Le sfide per un nuovo welfare relazionale
I figli non rappresentano un “bene” nel senso tradizionale dell’analisi economica, né sul piano privato né su quello pubblico, anche se è vero che una equilibrata struttura demografica produce benefici generalizzati per tutti, sia nei rapporti fra generazioni che per il futuro della nostra società. Piuttosto, i figli sono anzitutto la realizzazione di un “buon” progetto condiviso di vita familiare, cioè un bene comune, sia nel senso della sua natura pubblica e insieme privata che nel suo significato di desiderio di una nuova vita.
I figli sono il “bene comune” del nostro futuro, il beneficio sociale dei figli non può essere circoscritto alla sola sfera privata, pur essendo la decisione di procrearli quella più intima e privata: quindi la questione della natalità e dei figli investe la continuità e il futuro di una comunità sociale, come accade per qualunque realistica prospettiva di sviluppo sostenibile per l’Italia.
Ma il loro costo è oggi in gran parte responsabilità privata delle famiglie, anziché essere una condivisione sociale: di conseguenza il costo privato sostenuto dalle famiglie è troppo elevato e il “bene comune” del futuro rappresentato dai figli costituisce un rischio economico distribuito in modo non equo, né coerente con l’obiettivo di uno sviluppo sostenibile e di una popolazione stabile.
Ipotizzare un nuovo welfare per i figli significa impostare le politiche pubbliche avendo un concetto relazionale, cioè generativo, delle nuove generazioni.
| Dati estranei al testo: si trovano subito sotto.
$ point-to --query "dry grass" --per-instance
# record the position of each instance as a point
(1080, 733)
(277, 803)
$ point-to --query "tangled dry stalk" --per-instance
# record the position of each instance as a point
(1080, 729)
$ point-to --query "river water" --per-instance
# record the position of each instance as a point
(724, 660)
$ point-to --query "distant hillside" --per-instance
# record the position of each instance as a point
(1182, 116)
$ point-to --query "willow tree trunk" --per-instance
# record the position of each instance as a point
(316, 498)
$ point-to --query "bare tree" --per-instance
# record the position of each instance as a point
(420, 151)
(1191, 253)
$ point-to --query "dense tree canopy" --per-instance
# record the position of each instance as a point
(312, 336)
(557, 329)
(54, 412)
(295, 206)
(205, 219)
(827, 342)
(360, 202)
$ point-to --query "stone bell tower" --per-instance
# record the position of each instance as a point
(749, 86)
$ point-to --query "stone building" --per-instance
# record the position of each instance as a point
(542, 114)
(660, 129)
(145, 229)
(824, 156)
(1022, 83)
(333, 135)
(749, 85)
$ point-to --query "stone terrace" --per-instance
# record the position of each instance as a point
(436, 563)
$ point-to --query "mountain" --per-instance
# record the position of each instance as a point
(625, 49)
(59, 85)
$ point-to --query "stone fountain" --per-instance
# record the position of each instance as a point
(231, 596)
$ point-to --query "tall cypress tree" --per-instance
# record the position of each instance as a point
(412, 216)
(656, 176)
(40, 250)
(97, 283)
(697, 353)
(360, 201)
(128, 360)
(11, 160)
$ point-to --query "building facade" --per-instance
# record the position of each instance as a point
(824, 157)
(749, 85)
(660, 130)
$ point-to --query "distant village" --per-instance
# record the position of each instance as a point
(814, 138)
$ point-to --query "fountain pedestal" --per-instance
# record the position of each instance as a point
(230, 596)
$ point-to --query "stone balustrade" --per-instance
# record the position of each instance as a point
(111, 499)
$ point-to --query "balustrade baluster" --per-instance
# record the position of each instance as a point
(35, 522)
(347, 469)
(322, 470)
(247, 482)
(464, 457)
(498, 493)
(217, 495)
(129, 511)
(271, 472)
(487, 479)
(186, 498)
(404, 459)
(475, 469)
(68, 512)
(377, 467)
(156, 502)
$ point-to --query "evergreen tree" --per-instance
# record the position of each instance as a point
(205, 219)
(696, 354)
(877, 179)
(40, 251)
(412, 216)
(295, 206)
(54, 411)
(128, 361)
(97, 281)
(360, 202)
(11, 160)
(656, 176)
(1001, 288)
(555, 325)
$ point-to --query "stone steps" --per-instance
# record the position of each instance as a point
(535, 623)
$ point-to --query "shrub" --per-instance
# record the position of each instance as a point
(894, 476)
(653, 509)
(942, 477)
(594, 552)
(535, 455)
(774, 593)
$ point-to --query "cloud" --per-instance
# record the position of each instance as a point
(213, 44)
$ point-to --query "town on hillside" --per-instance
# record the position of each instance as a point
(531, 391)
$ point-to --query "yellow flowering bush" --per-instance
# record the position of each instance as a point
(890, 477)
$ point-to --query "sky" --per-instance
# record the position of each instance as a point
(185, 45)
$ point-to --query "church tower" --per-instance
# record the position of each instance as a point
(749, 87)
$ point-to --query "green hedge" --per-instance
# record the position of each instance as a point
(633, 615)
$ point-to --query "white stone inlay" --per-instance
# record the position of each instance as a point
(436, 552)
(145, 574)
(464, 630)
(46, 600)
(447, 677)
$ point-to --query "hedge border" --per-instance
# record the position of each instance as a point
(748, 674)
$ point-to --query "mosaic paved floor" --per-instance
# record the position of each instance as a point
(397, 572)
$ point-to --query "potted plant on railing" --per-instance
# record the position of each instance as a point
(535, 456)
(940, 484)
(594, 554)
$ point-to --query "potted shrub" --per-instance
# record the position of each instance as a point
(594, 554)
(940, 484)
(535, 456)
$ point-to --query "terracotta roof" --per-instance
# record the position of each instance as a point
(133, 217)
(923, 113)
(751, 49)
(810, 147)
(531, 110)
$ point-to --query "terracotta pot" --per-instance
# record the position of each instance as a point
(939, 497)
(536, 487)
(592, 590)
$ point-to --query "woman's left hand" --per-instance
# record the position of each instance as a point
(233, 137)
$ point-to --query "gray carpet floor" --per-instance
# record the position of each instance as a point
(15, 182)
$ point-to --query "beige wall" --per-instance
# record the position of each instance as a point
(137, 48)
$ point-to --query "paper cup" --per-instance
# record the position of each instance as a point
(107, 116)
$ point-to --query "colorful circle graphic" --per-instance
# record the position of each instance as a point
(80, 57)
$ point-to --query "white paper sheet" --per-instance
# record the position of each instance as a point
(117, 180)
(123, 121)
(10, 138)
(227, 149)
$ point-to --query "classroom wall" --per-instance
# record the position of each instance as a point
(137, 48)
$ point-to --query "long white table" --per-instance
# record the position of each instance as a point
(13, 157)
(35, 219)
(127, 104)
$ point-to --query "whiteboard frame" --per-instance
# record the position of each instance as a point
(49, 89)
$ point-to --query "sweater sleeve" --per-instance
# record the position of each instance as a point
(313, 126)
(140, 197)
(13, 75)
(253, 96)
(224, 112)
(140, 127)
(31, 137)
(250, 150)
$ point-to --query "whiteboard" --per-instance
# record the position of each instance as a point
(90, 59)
Le nuove generazioni non sono “figlie della società”, in modo generico, ma sono figlie di famiglie a cui bisogna dare l’attenzione che meritano in quanto famiglie.
Urge una politica che sia orientata ai figli. Tutta la società, non solo lo Stato, deve farsi carico di un equilibrato ricambio generazionale, che includa gli immigrati, e sia generativo delle nuove generazioni. Il criterio fondamentale di questa svolta sta nel sostenere le relazioni familiari e la soggettività sociale della famiglia come tale nella cura dei figli, anziché nel sollevare gli individui dalle responsabilità verso i figli.
Quindi la nuova distinzione di base che fonda i criteri su cui viene costruito il nuovo welfare per i figli è “benessere relazionale” in alternativa al “benessere non relazionale”. Il suo slogan è “demercificare il welfare dei figli”. Per tale ragione, questo Rapporto raccomanda di valorizzare le relazioni di cura e di sostegno dei figli, in alternativa all’assetto dell’individualismo che punta a migliorare le condizioni materiali a scapito delle relazioni umane. Le politiche sociali relazionali nascono quindi da una nuova visione culturale della posizione dei figli nella società, e nello stesso tempo contribuiscono a creare questa nuova cultura dell’infanzia e dei giovani.